Unfortunately, people who ought to know better decided long enough ago that baseball itself had to have things football and basketball had, too. Things like diluted championships, salary caps, and other cancers.

When baseball first went to divisional play, it didn’t have “playoffs”—it had League Championship Series. Then, baseball introduced the wild cards. In 2012 it introduced the second wild cards. And speaking of wild cards, leave it to baseball—which makes gambling Original Sin—to describe a batter hitting with two balls, two strikes, two out and two men on, as “deuces wild.” That one’s aces in my book.

Once upon a time, baseball’s only known wild Cards were the Gas House Gang, that bunch of particularly randy, rowdy 1934-35 St. Louis Cardinals. (The 1957 Braves, the 1986 Mets, and the 1993 Phillies were just a bunch of wild and crazy guys.) How long, now, before baseball’s governors, arbiters, and shepherds introduce not just every team in a division, practically, going to play for a championship with the World Series becoming something with an unrecognisable name?

Hey, it could be worse. At least three major team sports have identifiable championships. We have the World Series, still; not even Rob Manfred is willing to throw that one out of the game. The National Football League has the Super Bowl, and they’re welcome to it, never mind that it sounds more like something—in hand with the scrambled brains of football play—you’d see involving a wrestling title.

The National Hockey League has had the Stanley Cup Finals to itself since the folding of the original World Hockey League in 1926, after the Montreal Maroons defeated the Victoria Cougars. The National Basketball Association has . . . the NBA Finals. They can’t even call it the Naismith Finals, never mind that that’s the trophy the winner wins. How boring, for a sport of perpetual motion, whose championship trophy is named after its founding father.

Once upon a time, if the occasional fight broke out on the baseball field, we had Red Barber to thank for telling us we had quite a rhubarb going there. Wouldn’t you rather have a rhubarb than a bench-clearing brawl? (We once had Barber to thank, too, for describing the bases loaded as “FOB”—full of Brooklyns.) It beats the hell out of “donnybrook,” which sounds more like naming a soap opera super couple than a rhubarb, anyway. (I wonder: did the couple have themselves a donnybrook over the rhubarb?)

We have Barber’s disciple and successor, Vin Scully, to thank for the can of corn—the easy outfield fly. The can of corn probably originated in the old-time grocer picking off a high-mounted can of food with a hook stick, prompting it to drop almost lazily into his apron, unless the rest of the shelf’s contents came down upon his head first. Name me one football, basketball, or hockey term that was born in the A&P. (Oops! Today we’d say Wal-Mart.)

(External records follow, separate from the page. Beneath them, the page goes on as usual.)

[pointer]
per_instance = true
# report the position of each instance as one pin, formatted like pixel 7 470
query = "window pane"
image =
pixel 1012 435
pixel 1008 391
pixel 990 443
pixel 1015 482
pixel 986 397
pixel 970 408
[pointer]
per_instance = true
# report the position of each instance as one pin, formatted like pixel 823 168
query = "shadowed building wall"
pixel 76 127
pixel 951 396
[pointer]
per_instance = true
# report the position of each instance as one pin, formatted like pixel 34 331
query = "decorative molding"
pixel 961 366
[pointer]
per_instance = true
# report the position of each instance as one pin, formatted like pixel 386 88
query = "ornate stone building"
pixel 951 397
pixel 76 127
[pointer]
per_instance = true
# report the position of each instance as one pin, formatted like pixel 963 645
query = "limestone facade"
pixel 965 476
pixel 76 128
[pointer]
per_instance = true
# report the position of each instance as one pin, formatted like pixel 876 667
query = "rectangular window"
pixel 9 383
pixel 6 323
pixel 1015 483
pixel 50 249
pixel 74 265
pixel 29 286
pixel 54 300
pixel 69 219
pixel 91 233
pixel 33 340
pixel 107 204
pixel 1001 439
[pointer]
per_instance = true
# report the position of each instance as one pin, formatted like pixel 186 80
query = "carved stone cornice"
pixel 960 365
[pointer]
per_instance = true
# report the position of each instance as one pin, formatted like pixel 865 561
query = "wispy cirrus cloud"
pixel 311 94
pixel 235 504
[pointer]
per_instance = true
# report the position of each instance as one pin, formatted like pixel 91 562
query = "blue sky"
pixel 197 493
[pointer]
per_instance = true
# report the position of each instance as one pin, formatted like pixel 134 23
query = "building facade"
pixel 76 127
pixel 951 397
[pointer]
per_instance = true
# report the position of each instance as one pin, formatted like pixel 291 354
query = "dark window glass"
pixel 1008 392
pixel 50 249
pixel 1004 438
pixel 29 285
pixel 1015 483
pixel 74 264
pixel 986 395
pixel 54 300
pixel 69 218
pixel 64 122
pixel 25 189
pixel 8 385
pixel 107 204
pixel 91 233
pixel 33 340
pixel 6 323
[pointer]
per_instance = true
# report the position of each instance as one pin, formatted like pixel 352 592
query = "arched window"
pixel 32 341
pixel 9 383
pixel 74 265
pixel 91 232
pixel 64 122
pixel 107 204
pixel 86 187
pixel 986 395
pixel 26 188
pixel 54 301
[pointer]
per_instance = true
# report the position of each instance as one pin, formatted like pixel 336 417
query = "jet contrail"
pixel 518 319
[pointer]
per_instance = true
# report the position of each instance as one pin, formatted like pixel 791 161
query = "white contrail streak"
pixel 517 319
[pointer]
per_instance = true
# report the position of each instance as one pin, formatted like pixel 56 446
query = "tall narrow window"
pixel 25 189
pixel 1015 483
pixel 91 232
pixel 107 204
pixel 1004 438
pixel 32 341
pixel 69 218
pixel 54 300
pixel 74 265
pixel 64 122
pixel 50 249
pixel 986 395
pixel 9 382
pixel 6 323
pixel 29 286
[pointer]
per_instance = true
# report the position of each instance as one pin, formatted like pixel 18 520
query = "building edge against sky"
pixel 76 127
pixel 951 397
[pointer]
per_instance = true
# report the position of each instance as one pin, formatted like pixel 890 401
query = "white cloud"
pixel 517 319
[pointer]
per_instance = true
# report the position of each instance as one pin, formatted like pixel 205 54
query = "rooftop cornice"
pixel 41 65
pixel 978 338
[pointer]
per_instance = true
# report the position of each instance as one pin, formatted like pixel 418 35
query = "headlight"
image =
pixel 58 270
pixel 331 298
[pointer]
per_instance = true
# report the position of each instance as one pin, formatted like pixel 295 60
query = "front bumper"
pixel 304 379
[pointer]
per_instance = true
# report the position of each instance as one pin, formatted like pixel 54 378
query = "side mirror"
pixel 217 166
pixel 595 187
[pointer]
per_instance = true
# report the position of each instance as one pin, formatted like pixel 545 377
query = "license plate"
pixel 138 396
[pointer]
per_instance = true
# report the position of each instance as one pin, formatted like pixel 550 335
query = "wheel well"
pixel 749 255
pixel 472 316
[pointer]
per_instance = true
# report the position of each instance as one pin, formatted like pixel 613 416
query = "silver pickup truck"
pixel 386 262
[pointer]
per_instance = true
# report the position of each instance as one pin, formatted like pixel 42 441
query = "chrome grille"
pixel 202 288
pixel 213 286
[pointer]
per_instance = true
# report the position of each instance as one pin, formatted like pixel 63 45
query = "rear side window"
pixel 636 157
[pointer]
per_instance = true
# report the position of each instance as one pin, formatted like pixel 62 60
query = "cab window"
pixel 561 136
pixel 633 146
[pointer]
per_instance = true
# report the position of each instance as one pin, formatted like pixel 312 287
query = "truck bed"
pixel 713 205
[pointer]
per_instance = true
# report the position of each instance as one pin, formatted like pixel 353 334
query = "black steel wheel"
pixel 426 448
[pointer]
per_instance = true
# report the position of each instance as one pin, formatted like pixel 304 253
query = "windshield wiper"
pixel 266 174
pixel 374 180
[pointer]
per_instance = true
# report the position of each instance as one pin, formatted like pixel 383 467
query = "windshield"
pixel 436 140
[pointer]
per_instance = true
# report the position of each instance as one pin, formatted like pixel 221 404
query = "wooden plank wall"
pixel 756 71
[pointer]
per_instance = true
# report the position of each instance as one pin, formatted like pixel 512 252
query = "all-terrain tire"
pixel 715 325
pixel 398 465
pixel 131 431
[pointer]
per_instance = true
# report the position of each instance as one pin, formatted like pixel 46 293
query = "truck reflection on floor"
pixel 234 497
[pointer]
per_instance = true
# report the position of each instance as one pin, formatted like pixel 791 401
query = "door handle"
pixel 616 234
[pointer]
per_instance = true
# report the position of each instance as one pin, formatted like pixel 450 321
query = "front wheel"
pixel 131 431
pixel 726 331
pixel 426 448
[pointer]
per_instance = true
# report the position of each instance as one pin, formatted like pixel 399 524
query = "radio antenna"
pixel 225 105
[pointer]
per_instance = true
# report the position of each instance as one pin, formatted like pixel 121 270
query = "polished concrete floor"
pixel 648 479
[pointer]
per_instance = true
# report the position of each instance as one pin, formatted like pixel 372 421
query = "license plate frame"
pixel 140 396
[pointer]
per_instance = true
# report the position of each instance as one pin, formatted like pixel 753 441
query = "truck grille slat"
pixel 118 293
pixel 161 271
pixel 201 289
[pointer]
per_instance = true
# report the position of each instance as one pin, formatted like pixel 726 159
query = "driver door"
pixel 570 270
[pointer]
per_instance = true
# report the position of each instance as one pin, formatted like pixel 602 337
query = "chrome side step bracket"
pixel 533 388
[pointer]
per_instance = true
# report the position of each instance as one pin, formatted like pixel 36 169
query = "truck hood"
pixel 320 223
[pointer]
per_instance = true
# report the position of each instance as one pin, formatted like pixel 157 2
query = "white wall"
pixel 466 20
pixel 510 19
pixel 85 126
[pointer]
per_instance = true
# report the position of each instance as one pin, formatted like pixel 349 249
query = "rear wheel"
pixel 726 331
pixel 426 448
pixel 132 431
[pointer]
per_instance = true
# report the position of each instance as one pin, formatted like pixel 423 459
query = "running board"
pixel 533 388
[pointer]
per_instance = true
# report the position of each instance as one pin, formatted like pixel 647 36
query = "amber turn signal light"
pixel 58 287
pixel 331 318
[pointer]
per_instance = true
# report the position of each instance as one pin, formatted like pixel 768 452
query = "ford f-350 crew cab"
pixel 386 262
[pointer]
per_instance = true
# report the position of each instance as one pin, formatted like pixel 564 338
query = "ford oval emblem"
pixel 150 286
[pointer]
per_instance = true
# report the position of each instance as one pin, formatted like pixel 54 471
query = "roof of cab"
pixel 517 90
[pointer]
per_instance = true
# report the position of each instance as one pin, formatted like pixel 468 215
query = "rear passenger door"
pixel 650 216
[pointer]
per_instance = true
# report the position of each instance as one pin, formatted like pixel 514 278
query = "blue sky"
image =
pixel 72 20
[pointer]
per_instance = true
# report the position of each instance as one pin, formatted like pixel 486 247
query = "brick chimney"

I once promised to send every last gasp of gibberish in my baseball writing out (at the plate and otherwise) to the best of my ability. And I know I broke that promise so liberally so often you could mistake me for an elected official. Or, decide to run me for office in the first place. William F. Buckley, Jr., wherever you are, may I borrow your immediate response to the question of the first thing you’d have done if you’d been elected? (It wasn’t, “I’m going to Disneyland,” either.)

I’ve sent more than my share of men in scoring position home on misplaced pitches turned into walkoff hits, and I didn’t even show them the high cheese, never mind that I couldn’t punch them out with the yakker. (Guilty, Judge Robinson: I’ve used “punchout” for strikeout. Yes, I know it wasn’t Muhammad Ali throwing one at Joe Frazier. I throw myself upon the mercy of the court, Your Honour.)

I plead no contest. But as Michael Corleone once said to his wife—when she reminded him it was seven years since he promised the Family would be completely legitimate in five years—“I’m trying, darling, I’m trying.” As James Thurber once said, you could look it up. But I’d rather you take my words for it.